Email was less confronting, but it was also a sucking quicksand and Mace didn’t have the written dexterity not to end up blubbering in it. On the other hand, phone was a suffocating jungle of tangled innuendo and he was leery of cutting through it without his tongue tripping him up and ending things with Jacinta before they began again.

It hardly mattered which way he jumped, because Jacinta’s assistant would likely catch both curveballs before Jacinta got a chance to. That meant email was out. There was no legitimate reason for Mace to send Jacinta an email, especially now he wasn’t a Wentworth employee, and tipping off her assistant to anything personal between them was

a bad algorithm. That left phone. What he really needed was her direct line so together with the power of the hang-up, he could stalk her without her assistant ever knowing.

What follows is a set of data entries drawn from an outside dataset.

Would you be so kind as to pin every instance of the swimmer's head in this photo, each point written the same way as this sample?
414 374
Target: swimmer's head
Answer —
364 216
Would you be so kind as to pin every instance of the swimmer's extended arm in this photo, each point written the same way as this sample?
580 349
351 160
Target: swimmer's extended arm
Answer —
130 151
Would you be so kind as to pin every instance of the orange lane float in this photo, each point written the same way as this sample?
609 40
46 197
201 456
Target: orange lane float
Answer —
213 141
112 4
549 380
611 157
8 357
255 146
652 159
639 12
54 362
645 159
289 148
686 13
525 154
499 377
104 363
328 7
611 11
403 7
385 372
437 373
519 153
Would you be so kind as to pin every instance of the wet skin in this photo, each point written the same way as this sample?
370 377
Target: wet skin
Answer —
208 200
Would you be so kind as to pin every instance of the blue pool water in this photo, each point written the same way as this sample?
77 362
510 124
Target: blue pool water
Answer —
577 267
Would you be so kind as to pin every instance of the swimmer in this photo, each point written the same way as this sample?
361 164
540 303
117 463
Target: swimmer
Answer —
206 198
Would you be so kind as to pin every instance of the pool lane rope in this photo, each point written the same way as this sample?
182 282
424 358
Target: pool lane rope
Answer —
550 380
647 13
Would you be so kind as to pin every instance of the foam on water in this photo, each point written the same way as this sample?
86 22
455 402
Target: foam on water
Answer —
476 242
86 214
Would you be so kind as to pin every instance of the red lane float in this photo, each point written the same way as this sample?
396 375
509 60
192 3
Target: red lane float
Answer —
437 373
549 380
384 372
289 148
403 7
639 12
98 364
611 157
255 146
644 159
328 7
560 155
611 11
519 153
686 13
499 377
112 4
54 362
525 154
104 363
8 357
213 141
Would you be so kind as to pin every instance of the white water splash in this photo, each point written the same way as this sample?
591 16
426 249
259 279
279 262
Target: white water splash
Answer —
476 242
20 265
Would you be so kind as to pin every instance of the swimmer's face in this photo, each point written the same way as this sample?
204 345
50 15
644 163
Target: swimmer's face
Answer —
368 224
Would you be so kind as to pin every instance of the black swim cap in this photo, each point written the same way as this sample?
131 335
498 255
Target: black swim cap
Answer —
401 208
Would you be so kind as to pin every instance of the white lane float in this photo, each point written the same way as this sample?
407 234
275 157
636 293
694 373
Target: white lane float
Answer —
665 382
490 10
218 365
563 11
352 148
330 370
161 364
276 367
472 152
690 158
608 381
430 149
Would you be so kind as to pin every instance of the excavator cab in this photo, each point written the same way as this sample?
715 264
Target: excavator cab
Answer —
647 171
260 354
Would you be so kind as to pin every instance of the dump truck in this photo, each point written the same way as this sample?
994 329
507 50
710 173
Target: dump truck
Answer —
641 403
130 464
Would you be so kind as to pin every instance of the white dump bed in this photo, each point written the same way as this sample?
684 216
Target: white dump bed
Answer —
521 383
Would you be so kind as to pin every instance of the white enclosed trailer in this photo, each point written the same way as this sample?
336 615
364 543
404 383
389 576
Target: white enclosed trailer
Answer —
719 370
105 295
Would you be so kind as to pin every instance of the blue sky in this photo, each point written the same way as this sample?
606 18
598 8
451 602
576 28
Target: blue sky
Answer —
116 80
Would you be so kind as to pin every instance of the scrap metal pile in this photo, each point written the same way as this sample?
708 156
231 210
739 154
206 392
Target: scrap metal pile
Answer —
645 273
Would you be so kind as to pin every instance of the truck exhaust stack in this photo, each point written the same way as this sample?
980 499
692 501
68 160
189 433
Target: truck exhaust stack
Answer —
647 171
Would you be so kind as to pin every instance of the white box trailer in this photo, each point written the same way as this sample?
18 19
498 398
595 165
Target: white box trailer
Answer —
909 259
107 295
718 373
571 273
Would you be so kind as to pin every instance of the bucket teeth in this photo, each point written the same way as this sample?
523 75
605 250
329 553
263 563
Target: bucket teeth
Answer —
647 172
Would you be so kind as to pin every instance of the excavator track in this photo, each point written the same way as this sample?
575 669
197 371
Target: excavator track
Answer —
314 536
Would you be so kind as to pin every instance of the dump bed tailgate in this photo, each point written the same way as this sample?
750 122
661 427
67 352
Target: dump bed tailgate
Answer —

The hack was probably illegal, but technically not even a hack. It wasn’t his fault IT hadn’t removed his login and password from the employee intranet. For a second he contemplated mucking with it, demoting Malcolm to the mailroom. Tempting, but he had other things to do. He got Jacinta’s direct line and if he called it early morning or late at night she might answer. If she didn’t, he’d hang up and try again till he got her.

The first night he tried he got Jacinta’s voicemail, her assistant’s voice on the machine. He hit the end call button so hard he almost dropped the new handset into a packing box full of Buster’s books. The same thing happened the next night.

On the third night, he got voicemail, but a different voice, a new name. He dialled again with the rough hope he’d misdialled. He’d reached the message bank of John Newton, credit control manager, please leave a message after the tone. Either a glitch or her number had been reallocated. Did she have other stalky one night stands ringing and hanging up on her? He hit the employee intranet, still accepting his details, what losers. He typed her name. He got nothing. Had to be a glitch. He typed in just the surname and up popped Malcolm, Tom and some guy in a branch office called Nigel. No Jacinta.

He typed in Jacinta and got two hits. None of them Wentworths or the company COO. Shit. What was going on here? He typed in personal assistant to Jacinta Wentworth and got Melanie Blasko.